Rational Function with requirements

Question

How can I construct a function $h(x)$, which meets the following requirements:

• The x-intercepts are at 1 and 3

• The vertical asymptotes are at 2 and 5

• The function has a horizontal asymptote $y=4$?

Answer 1

In order to construct $h(x)$ with $x$-intercepts at $1$ and $3$, you want $h(1)=0$ and $h(3)=0$ to be true. So set the numerator of $h(x)$ equal to $$f(x)=(x-3)(x-1)$$

To give $h(x)$ vertical asymptotes at $2$ and $5$, this would mean $$h(2)=\dfrac{1}{0}$$ and $$h(5)=\dfrac{1}{0}$$ (Note that $\dfrac{1}{0}$ is not actually a real value).

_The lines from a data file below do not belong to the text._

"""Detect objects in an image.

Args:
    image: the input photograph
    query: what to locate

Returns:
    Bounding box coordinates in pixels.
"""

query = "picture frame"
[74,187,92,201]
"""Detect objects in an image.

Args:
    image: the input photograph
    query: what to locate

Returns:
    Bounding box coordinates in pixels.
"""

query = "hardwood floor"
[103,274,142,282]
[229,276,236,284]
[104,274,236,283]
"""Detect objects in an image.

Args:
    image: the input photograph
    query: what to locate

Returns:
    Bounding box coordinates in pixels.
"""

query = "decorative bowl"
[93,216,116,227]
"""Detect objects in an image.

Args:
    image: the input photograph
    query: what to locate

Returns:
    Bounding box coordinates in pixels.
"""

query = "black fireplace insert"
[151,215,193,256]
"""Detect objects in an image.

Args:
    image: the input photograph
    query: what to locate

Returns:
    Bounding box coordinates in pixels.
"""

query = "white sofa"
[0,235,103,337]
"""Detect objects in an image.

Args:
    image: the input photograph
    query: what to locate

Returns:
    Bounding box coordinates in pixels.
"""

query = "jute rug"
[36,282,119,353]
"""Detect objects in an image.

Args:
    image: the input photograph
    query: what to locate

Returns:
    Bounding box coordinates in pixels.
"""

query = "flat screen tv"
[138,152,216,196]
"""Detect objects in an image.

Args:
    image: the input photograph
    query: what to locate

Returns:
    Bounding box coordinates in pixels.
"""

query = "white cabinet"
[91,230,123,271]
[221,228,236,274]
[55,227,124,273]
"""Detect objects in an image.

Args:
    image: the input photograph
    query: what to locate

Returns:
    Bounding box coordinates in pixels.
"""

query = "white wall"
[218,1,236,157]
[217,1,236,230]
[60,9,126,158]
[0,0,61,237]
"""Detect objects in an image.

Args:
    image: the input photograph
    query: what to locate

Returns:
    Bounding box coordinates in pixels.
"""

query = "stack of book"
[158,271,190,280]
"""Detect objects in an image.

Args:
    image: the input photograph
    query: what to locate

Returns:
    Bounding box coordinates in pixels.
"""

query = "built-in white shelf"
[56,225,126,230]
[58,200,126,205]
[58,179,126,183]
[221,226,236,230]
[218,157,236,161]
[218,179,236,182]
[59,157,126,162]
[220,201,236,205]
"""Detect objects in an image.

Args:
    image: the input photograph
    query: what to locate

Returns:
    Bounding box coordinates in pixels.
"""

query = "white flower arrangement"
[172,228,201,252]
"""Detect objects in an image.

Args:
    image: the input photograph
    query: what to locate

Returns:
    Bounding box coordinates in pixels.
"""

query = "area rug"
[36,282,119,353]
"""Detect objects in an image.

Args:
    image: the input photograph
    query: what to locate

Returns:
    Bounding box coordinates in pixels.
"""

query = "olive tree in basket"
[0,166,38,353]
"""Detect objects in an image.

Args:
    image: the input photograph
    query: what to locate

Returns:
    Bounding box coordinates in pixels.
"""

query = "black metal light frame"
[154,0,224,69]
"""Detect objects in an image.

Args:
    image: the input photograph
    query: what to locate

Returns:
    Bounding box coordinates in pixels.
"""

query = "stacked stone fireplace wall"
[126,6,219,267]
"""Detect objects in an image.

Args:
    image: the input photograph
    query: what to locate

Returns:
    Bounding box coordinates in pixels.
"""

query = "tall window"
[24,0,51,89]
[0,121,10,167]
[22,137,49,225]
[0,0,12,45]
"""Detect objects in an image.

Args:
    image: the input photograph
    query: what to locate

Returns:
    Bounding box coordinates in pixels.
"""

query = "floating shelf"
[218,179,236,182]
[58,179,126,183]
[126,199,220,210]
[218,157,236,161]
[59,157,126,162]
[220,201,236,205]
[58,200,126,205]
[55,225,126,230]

So to make this true, we set the denominator equal to $$g(x)=\dfrac{1}{(x-2)(x-5)}$$ To give $h(x)$ a horizontal asymptote at $4$, just multiply $h(x)$ by $4$. Now our function is $$h(x)=\dfrac{4f(x)}{g(x)}=\dfrac{4(x-3)(x-1)}{(x-2)(x-5)}$$ and if you feel the need, you can expand this to get $$h(x)=\dfrac{4(x^{2}-4x+3)}{x^{2}-7x+10}$$

Answer 2

What about $f(x)=\frac{(x-1)(x-3)}{(x-2)(x-5)^2}+4$ ?.